In This Article:
This article is for investors who would like to improve their understanding of price to earnings ratios (P/E ratios). We’ll show how you can use Sarla Performance Fibers Limited’s (NSE:SARLAPOLY) P/E ratio to inform your assessment of the investment opportunity. Based on the last twelve months, Sarla Performance Fibers’s P/E ratio is 9.95. In other words, at today’s prices, investors are paying ₹9.95 for every ₹1 in prior year profit.
View our latest analysis for Sarla Performance Fibers
How Do You Calculate A P/E Ratio?
The formula for price to earnings is:
Price to Earnings Ratio = Price per Share ÷ Earnings per Share (EPS)
Or for Sarla Performance Fibers:
P/E of 9.95 = ₹28.8 ÷ ₹2.89 (Based on the year to March 2018.)
Is A High P/E Ratio Good?
A higher P/E ratio means that buyers have to pay a higher price for each ₹1 the company has earned over the last year. That is not a good or a bad thing per se, but a high P/E does imply buyers are optimistic about the future.
How Growth Rates Impact P/E Ratios
Companies that shrink earnings per share quickly will rapidly decrease the ‘E’ in the equation. That means even if the current P/E is low, it will increase over time if the share price stays flat. So while a stock may look cheap based on past earnings, it could be expensive based on future earnings.
Sarla Performance Fibers saw earnings per share decrease by 29% last year. And EPS is down 4.2% a year, over the last 3 years. This growth rate might warrant a low P/E ratio.
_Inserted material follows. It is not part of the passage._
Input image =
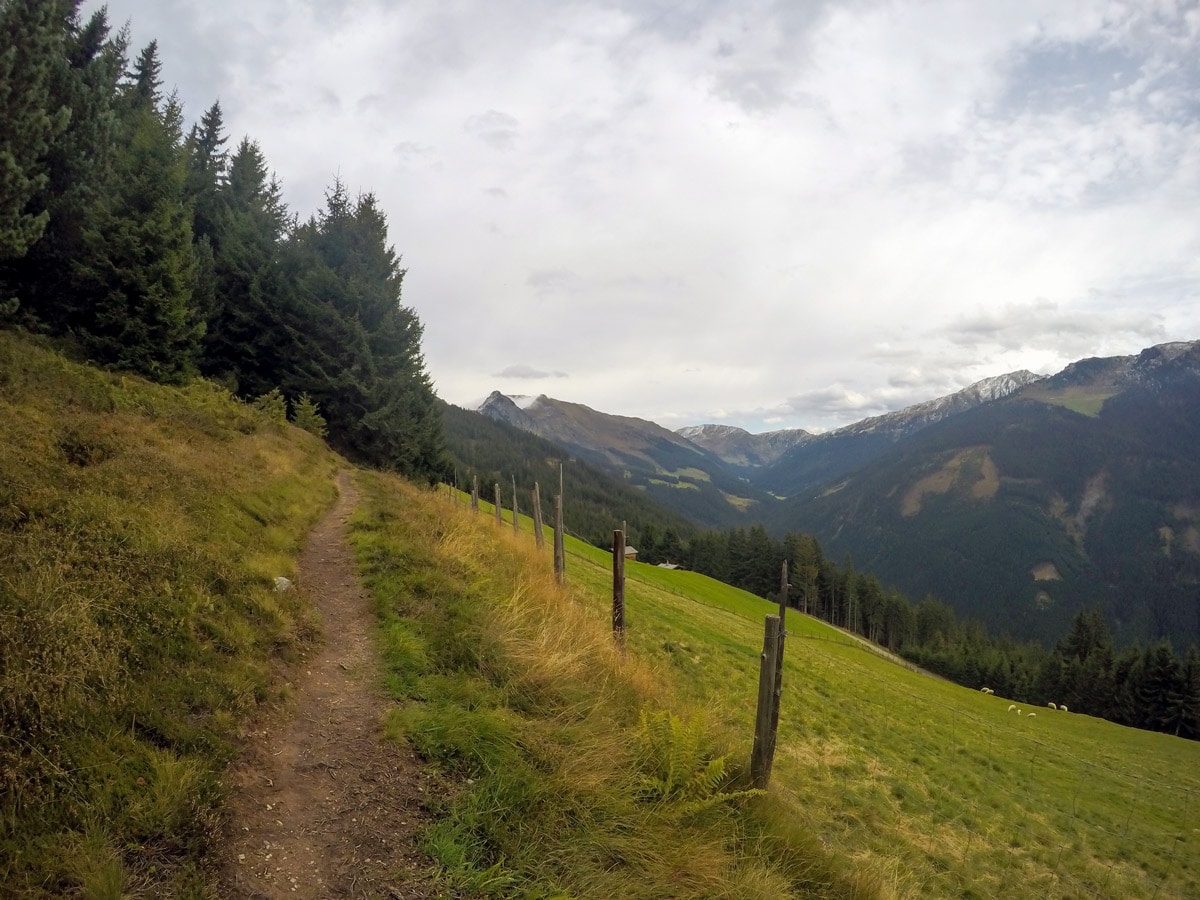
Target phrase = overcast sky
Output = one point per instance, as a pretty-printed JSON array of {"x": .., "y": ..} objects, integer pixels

How Does Sarla Performance Fibers’s P/E Ratio Compare To Its Peers?
We can get an indication of market expectations by looking at the P/E ratio. We can see in the image below that the average P/E (12.7) for companies in the luxury industry is higher than Sarla Performance Fibers’s P/E.
Sarla Performance Fibers’s P/E tells us that market participants think it will not fare as well as its peers in the same industry. Since the market seems unimpressed with Sarla Performance Fibers, it’s quite possible it could surprise on the upside. You should delve deeper. I like to check if company insiders have been buying or selling.
Remember: P/E Ratios Don’t Consider The Balance Sheet
Don’t forget that the P/E ratio considers market capitalization. In other words, it does not consider any debt or cash that the company may have on the balance sheet. In theory, a company can lower its future P/E ratio by using cash or debt to invest in growth.